Probabilmente, la dichiarazione finale conterrà formule abbastanza flessibili da poter mettere d’accordo tutti, e soprattutto indicherà il 2035 come orizzonte entro il quale raggiungere la soglia prefissata. Con il 2029 come data intermedia per una verifica sugli obiettivi che, come sottolinea La Stampa, non è una data casuale: per allora Trump potrebbe non essere più alla Casa Bianca, e allora potrebbero essere rivisti alcuni aspetti dell’accordo di oggi.

E, soprattutto, si sarà vicini anche alla scadenza prevista dal piano Readiness 2030, ovvero il piano di riarmo UE. Oggi è previsto anche un incontro, presieduto da Rutte, tra Zelensky e i paesi dell’E5, il formato diplomatico che vede uniti i cinque maggiori paesi dell’assetto europeo della difesa: Germania, Francia, Regno Unito, Polonia, e ovviamente Italia. Non a caso, sono anche i principali esponenti dei ‘volenterosi’, anche se Meloni ha provato a smarcarsi da una precedente riunione.

Sarà stata contenta Elly Schlein, che aveva criticato la presidente del Consiglio per non essere stata abbastanza guerrafondaia sull’Ucraina. In realtà, la leader italiana giocava fianco a fianco di Trump, ed era questo poi il problema reale dietro l’attacco della segretaria del PD. E anche alla cena tra capi di stato e di governo che si è svolta ieri Meloni ha ripetuto il copione, sedendosi accanto a The Donald.

In Parlamento, poche ore prima, ha perfino affermato che se è d’accordo per una maggiore collaborazione a livello europeo, allo stesso tempo ha ricordato che “il sistema di difesa occidentale è basato sulla NATO” e che “sarebbe un errore una difesa europea parallela alla NATO, sarebbe una inutile duplicazione”.

Dichiarazioni che sembrano più indirizzate a difendere l’alleanza atlantica, almeno fintanto che non sarà davvero pronta quella europea, se le guardiamo in relazione alle parole che, poco dopo, ha speso Trump mentre era in viaggio sull’Air Force One: “esistono numerose definizione dell’articolo 5” del trattato costitutivo della NATO, quello che impone l’intervento in difesa di un membro attaccato.

È evidente che una tale affermazione è stata fatta per esercitare pressione sugli alleati, affinché accettassero il target del 5%. Ma è anche evidente che la Meloni, se sul lato prettamente economico vuole un’Italia assolutamente integrata con le mire imperialistiche europee, sul lato della difesa rimane ancora preoccupata delle possibilità concrete della UE in un mondo che corre verso la guerra.

In un certo senso, da contraltare fanno le parole che ha pronunciato al Bundestag il cancelliere tedesco Friedrich Merz.

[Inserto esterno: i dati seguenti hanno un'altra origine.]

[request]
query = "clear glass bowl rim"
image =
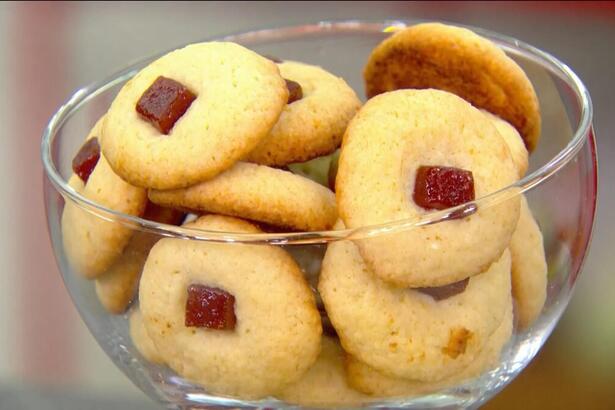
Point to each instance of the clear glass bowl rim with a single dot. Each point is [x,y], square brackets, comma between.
[509,44]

Per lui, l’aumento delle spese militari “non lo facciamo per fare un favore agli Stati Uniti e al loro presidente, come alcuni sostengono. Siamo fermamente convinti di doverlo fare perché la Russia sta attivamente e aggressivamente minacciando la sicurezza e la libertà dell’intera regione euro-atlantica”.

Insomma, usando la propaganda della Russia come minaccia esistenziale, il paese guida della UE spinge sul riarmo ‘autonomo’ rispetto ai desiderata statunitensi. L’Ucraina, in tutto questo, diventa l’agnello sacrificale e insieme il campo di battaglia, la carne da macello, la spinta al riarmo e il laboratorio delle nuove tecnologie belliche.

Al di là di queste faglie, che sono assolutamente concrete, rimane il fatto che l’Occidente collettivo ha deciso che la guerra sarà il leitmotiv della politica da qui agli anni a venire. La terza guerra mondiale, per i suoi vertici, non è uno degli scenari, è un problema di quando e come. La preparazione comincia oggi all’Aja.